Robin Redbreast

Robin Redbreast
Birds can represent the fluttering, darting thoughts of intuition. This is why little birds helped Cinderella help herself.

Sunday, September 18, 2011

Cinderella #257 The Cinderella Hour by Katherine Stone (2005)


Cinderella #257 The Cinderella Hour by Katherine Stone (2005)
A pair of little dolls.
Left: An English girl in a gingham gown.
Right: An American mini-doll from the 1960's.
Adult fiction, 346 pages.Once upon a time, in Chicago, there lived an obsessive-compulsive mother with a little girl she called Snow.
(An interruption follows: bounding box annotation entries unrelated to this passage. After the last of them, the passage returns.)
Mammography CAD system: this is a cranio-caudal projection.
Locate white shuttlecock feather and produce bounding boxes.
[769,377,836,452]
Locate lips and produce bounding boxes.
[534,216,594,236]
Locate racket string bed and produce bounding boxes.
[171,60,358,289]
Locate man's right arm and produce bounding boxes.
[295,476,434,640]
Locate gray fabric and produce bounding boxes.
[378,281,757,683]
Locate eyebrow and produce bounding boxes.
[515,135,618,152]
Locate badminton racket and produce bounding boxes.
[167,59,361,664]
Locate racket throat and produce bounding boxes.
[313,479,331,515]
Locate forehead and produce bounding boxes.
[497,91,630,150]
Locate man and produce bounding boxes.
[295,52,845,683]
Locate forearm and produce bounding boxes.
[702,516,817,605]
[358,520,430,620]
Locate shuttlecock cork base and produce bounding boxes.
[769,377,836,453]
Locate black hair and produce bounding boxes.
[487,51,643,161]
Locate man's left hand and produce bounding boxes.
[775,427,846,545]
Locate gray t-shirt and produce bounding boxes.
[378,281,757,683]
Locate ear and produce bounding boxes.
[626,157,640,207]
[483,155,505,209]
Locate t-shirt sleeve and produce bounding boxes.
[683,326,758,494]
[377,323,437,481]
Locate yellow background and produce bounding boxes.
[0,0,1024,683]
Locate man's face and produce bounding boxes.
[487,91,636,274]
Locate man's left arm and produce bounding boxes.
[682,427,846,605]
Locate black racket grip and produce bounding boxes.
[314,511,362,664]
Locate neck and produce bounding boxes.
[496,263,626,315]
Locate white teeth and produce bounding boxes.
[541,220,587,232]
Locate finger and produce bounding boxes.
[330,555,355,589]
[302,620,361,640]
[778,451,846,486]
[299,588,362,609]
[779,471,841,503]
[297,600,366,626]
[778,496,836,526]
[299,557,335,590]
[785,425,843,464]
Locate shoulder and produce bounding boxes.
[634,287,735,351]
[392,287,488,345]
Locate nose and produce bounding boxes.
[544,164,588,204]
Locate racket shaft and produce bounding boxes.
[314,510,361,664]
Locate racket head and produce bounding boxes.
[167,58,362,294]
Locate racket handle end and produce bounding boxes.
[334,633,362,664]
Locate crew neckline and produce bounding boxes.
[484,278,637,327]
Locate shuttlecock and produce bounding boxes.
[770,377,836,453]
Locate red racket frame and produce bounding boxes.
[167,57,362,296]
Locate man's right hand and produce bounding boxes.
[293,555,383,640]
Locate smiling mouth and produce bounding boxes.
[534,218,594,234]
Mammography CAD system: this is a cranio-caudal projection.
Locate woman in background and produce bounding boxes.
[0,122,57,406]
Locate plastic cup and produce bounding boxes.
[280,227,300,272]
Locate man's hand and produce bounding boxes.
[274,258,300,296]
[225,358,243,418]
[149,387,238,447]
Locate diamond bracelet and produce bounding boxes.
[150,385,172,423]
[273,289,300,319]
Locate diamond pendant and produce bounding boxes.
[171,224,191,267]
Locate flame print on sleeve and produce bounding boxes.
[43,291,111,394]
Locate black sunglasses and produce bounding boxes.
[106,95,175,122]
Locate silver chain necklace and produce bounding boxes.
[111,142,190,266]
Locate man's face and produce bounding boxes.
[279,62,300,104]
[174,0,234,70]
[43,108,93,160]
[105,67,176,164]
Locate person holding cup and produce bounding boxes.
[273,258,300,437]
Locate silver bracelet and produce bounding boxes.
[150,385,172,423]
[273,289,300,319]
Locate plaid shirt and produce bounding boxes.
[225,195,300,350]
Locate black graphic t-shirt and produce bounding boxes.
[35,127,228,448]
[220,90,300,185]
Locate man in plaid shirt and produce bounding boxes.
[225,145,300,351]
As a single mother, she supported her child with an assortment of telephone related business endeavours. At first, the mother conducted these in the bathroom, for privacy. But "once Snow was old enough to understand the conversations were make-believe", and her mother knew that she would stay silent, "they'd typically share the same space during the calls." Now, fastforward sixteeen years. The setting is the Hilltop Country Club, the event the Glass Slipper Ball. That is where Snow hears a voice. "Snow! You look radiant!' Fairy-Godmother Vivian exclaimed. 'That pink is fabulous on you!"  But great sorrow was to follow Snow. A baby, conceived in joy, and experienced as a tender, growing spirit, perished suddenly. Tiny Wendy, "wasn't the joyful mermaid Snow had envisioned frolicking in an amniotic fluid sea, swimming lap after lap as her daddy — who didn't want her — did." Through the ensuing years Wendy, Daniel and Thomas, and, of course Snow, suffer through the stages of life and death, grief and sorrow, loss and reunion. In the end, another little girl is born. They call her Julie, and she is healthy and thrives. And "in loving Julie, they loved their Wendy too". They believed that "although she would never grow up to dance and dream, as Julie would, Wendy was dancing somewhere, in a pink satin gown with a sapphire shoe."